Empty ifdef block does not emit line directive for missing whitespace. #138

realazthat · 2021-12-23T01:37:39Z

When using #if 0 ... #endif it properly writes out a #line directive that accounts for the whitespace.
However, when using #ifdef NOT_DEFINED ... #endif, no #line directive is emitted, leading to incorrect line numbering by subsequent compiler's accounting (compiler's reconstruct line numbers via properly emitted #line directives).
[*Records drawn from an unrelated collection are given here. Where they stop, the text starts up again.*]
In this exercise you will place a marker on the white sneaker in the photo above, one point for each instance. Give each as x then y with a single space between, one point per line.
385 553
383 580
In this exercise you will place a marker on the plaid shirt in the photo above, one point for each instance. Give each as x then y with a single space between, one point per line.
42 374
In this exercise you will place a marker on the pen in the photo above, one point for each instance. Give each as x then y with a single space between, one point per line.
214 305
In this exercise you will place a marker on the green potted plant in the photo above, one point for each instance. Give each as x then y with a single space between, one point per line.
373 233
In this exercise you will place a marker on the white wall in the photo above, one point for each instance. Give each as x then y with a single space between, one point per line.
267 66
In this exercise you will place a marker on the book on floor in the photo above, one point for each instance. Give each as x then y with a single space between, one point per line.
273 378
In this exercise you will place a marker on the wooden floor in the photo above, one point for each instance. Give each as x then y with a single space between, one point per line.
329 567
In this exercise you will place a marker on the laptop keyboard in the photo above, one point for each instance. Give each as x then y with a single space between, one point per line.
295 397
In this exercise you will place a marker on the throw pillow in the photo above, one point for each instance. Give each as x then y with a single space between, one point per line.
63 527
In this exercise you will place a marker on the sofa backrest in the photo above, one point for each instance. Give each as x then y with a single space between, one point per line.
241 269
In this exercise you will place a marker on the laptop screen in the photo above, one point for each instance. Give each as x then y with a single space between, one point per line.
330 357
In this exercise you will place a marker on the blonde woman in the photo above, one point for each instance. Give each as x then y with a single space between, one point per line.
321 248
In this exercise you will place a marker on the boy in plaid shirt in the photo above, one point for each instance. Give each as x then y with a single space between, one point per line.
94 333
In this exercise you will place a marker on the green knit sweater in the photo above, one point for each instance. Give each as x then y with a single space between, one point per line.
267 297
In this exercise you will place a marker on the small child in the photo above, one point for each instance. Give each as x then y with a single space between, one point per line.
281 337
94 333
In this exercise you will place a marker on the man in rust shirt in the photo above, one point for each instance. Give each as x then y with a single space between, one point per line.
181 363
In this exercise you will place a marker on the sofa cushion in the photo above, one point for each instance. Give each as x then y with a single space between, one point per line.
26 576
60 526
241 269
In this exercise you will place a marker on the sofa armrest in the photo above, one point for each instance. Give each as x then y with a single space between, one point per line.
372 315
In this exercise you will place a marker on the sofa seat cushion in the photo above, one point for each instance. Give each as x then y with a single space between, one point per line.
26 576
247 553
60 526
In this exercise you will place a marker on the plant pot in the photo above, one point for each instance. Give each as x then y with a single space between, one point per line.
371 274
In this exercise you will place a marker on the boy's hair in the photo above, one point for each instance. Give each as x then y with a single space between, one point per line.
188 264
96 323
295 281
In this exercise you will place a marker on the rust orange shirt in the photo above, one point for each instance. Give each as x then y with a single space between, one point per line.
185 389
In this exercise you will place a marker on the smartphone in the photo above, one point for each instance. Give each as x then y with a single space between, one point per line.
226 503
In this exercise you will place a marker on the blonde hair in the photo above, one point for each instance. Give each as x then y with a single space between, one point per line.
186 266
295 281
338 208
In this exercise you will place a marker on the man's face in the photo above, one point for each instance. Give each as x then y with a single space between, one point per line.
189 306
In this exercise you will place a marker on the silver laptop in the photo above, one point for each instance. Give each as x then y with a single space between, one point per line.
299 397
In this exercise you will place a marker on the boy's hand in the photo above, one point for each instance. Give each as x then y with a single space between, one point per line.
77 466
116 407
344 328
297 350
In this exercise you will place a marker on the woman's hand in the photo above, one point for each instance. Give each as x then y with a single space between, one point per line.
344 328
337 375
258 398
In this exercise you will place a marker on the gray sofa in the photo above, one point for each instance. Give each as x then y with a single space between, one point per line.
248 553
Example code that is preprocessed:

// This should be line 2


// A comment, followed by if with whitespace (line 5)
#if 0
// A lot of white space




#endif
// This should be line 13

// A comment, followed by ifdef with whitespace (line 15)
#ifdef NOT_DEFINED
// A lot of white space




#endif

// This should be line 24

Above preprocessed (with line numbering for your convenience).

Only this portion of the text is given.